University of Grenoble, France
Computing over convex polyhedra using VPL
Convex polyhedra occur in a variety of mathematical and computer science contexts, including static program analysis and some advanced compilation schemes. The usual approach to computing over them is the “dual description”, both as the convex hull of a set of generators
(vertices, for bounded polyhedra) and as the solution of a system of linear equalities and inequalities (the constraints). This approach hasmany advantages but suffers from two drawbacks: the generator representation is exponential in the dimension in some common cases in program analysis (thus users tended to drastically limit the dimension), and it is difficult to check the final result without somehow checking the correctness of the full algorithm of conversion between descriptions.

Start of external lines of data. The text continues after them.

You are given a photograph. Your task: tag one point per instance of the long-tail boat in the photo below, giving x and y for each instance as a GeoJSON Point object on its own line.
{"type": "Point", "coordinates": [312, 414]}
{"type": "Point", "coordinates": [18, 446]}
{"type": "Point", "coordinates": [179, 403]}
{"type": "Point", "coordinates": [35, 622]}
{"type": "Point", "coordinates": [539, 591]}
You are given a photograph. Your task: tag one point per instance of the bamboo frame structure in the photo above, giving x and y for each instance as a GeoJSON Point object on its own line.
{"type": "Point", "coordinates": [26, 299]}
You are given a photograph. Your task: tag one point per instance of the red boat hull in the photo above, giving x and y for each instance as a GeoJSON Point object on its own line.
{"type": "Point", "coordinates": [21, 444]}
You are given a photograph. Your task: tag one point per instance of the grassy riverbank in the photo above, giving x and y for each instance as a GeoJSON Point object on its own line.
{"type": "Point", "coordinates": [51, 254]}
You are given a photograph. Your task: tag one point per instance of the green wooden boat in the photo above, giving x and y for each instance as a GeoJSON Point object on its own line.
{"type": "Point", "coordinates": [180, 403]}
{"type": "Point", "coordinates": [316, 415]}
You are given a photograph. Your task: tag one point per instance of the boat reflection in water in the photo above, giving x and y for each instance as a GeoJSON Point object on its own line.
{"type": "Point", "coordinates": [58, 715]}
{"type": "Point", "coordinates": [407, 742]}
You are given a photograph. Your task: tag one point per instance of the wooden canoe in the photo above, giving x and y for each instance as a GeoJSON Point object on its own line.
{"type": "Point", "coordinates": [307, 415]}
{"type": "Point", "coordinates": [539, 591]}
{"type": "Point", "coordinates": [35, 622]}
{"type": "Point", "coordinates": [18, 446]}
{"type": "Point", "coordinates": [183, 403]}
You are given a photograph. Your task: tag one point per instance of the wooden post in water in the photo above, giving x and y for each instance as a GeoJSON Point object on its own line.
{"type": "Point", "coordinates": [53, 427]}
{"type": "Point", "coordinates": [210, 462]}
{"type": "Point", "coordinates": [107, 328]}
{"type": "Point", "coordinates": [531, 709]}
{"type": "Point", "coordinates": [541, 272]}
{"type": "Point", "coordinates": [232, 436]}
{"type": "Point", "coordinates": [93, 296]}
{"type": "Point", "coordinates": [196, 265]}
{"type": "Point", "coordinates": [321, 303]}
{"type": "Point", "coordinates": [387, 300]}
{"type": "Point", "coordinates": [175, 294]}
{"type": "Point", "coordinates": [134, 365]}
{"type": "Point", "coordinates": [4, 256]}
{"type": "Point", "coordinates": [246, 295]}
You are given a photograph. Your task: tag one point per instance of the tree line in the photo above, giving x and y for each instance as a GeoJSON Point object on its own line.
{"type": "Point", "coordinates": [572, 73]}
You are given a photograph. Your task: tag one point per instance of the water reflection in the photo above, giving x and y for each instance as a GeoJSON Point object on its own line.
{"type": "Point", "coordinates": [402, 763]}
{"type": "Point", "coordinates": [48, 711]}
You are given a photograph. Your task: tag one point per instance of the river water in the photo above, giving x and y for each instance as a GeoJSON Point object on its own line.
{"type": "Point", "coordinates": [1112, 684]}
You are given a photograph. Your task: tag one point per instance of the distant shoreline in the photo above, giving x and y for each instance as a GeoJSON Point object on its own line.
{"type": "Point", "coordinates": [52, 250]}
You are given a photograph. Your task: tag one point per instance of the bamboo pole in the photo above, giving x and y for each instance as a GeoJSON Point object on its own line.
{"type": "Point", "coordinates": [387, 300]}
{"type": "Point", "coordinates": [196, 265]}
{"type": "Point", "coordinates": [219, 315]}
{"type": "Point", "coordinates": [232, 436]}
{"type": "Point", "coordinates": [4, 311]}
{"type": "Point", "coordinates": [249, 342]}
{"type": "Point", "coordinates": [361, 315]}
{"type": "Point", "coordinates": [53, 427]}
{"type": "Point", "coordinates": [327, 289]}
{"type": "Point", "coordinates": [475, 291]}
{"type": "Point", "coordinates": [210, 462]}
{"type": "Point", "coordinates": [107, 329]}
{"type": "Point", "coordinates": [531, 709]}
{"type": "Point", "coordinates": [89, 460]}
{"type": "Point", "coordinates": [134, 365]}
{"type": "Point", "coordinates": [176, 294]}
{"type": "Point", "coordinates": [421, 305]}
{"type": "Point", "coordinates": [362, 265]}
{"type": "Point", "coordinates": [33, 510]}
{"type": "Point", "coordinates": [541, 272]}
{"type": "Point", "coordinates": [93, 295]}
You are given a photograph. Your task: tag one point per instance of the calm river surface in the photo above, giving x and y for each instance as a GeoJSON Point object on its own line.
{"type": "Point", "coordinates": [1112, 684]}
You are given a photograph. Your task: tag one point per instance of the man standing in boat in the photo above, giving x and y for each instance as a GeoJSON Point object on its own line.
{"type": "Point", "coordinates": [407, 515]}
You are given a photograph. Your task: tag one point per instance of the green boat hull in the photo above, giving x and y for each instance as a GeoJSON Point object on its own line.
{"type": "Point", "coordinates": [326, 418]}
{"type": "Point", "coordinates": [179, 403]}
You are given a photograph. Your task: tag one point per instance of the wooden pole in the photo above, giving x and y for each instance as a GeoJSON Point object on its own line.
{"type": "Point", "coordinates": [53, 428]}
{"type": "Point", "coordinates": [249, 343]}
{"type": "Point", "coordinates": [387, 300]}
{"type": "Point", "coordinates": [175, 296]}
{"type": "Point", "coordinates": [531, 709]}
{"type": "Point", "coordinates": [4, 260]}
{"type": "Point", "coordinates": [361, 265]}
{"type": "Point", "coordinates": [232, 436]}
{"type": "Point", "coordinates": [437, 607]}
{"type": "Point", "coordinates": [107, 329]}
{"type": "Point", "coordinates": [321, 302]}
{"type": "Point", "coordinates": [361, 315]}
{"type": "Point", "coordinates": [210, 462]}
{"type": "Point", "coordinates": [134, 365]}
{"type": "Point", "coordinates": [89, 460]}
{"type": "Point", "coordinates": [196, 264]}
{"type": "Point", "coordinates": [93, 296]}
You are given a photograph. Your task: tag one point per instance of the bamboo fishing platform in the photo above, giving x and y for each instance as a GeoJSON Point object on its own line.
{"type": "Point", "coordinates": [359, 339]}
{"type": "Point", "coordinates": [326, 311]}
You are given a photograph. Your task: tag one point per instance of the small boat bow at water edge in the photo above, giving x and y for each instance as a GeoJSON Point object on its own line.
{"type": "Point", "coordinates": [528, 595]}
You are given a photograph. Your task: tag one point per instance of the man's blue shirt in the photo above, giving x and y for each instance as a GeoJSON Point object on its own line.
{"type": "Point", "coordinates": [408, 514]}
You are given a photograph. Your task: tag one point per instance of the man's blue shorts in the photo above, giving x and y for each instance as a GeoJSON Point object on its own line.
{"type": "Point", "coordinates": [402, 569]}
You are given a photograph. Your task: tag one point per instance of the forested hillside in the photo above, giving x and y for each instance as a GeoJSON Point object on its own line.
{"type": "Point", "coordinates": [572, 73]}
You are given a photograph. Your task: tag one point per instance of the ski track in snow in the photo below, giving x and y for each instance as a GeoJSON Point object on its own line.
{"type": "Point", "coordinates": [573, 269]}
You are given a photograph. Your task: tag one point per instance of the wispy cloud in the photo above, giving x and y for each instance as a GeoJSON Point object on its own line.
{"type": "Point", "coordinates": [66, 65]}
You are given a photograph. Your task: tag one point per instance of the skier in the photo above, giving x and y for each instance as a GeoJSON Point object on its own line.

In contrast, with a constraint-only representation, it is possible to provide, along with each constraint of the result polyhedron, a certificate of its soundness. This is sufficient to certify that the computed result contains the ideal result, which is enough to certify that many program analyses are correct.
In this talk I will discuss:
– The “conventional” constraint-only algorithms based on Fourier-Motzkin elimination.
– Our newer approach based on parametric linear programming.
– How to obtain trustable, exact results from parallel efficient code implemented using floating-point arithmetic and untrusted solvers.
– Other applications of parametric linear programming.
You are welcome to download our library VPL
David Monniaux defended his PhD in 2001 in Paris. Since then, he has worked as a researcher at CNRS, first in Paris and then in Grenoble. He was one of the designers of the Astrée static analyzer, now used in the aerospace and automotive industries. He is interested in static program analysis, formal methods, computations over polyhedra and other numerical constraints, and security.